>I question whether this would always, or even usually, be the case. From
>the point of view of GDP, yeah. But we're assuming that this is a
>socialist society, and we're not worried about being GDP size queens. If
>the quantity "n" in your example represents an easy afternoon on the golf
>course for a doctor, then from his point of view, it's not wasted at all --
>it's been spent producing leisure. More generally, I think you and Hayek
>are going to be hard pushed to come up with a principled distinction
>between having workers slack on the job, and produce Y units of output for
>X units of input, and having workers work hard, produce Y units of output
>for X-n units of input, then spend n units of input on producing leisure.

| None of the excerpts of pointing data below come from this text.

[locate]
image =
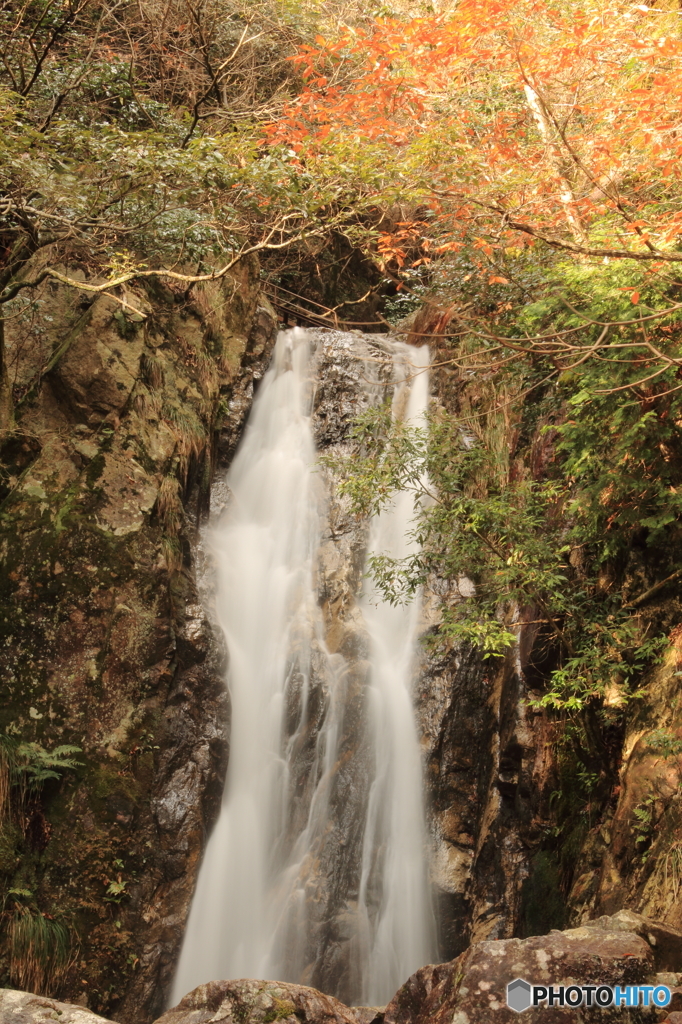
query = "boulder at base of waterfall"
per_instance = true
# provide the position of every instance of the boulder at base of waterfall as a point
(625, 949)
(24, 1008)
(247, 1001)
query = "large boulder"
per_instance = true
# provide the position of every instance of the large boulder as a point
(248, 1001)
(625, 949)
(24, 1008)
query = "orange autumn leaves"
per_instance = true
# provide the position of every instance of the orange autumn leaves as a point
(563, 119)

>To me, this resembles a separation theorem, like the Fisher one.
>
>So, I think, this means that I can avoid the implicit challenge to a
>planned economy that it wouldn't be *optimally efficient*, in some
>technical sense of "optimally efficient". I can get away with establishing
>that a planned economy could produce enough to satisfy peoples' needs,
>given the available inputs, and say that the rest is being spent on
>leisure. And slacking on the job definitely is a form of leisure, and
>often a rather agreeable one (can anyone tell I've just come back from
>lunch?). So unless planned economic systems are actually so inefficient
>that they are incapable of producing enough resources for everyone in the
>economy to have the necessary means to enjoy their life, Hayek's point and
>yours can't be established, and the modern left is right to ignore "waste".
You put it quite nicely. Even capitalist management often allows for slacking off, shrinkage, etc. Policing every move of a worker & exercising perfect discipline (no "wasted" moment, no "wasted" movement, no "wasted" resources) may be the dream of a capitalist Panopticon, but where there is power, there is resistance, as Foucault says (and even capitalists know this). Whether the market or planning or a mixture of both, the techniques of extracting "optimal efficiency" which look good on paper are likely to turn out to be inefficient practically. I think that communist planning should include much elbowroom, so to speak. There is a Japanese adage "muyo no yo," which may be translated as "usefulness of uselessness," "utility of non-utility," or something like that. In a future of emancipated work & abundant free time, I hope we'll enjoy much _muyo no yo_. (Here's my utopian/millenarian speculation, Carrol!)
>I'm treating the definition of "enough to satisfy peoples' needs" as if it
>were unproblematic, because the last time the issue was raised, we got
>twenty posts on the necessity or otherwise of toilet paper, half of which
>bounced off my firewall :-)
A wise move, my dear. Let us save ourselves from Tedium & Te Deum. You disappoint me, however, by saying that you were prevented by the Flemings Panopticon from enjoying my scatological humor (will this post bounce also???)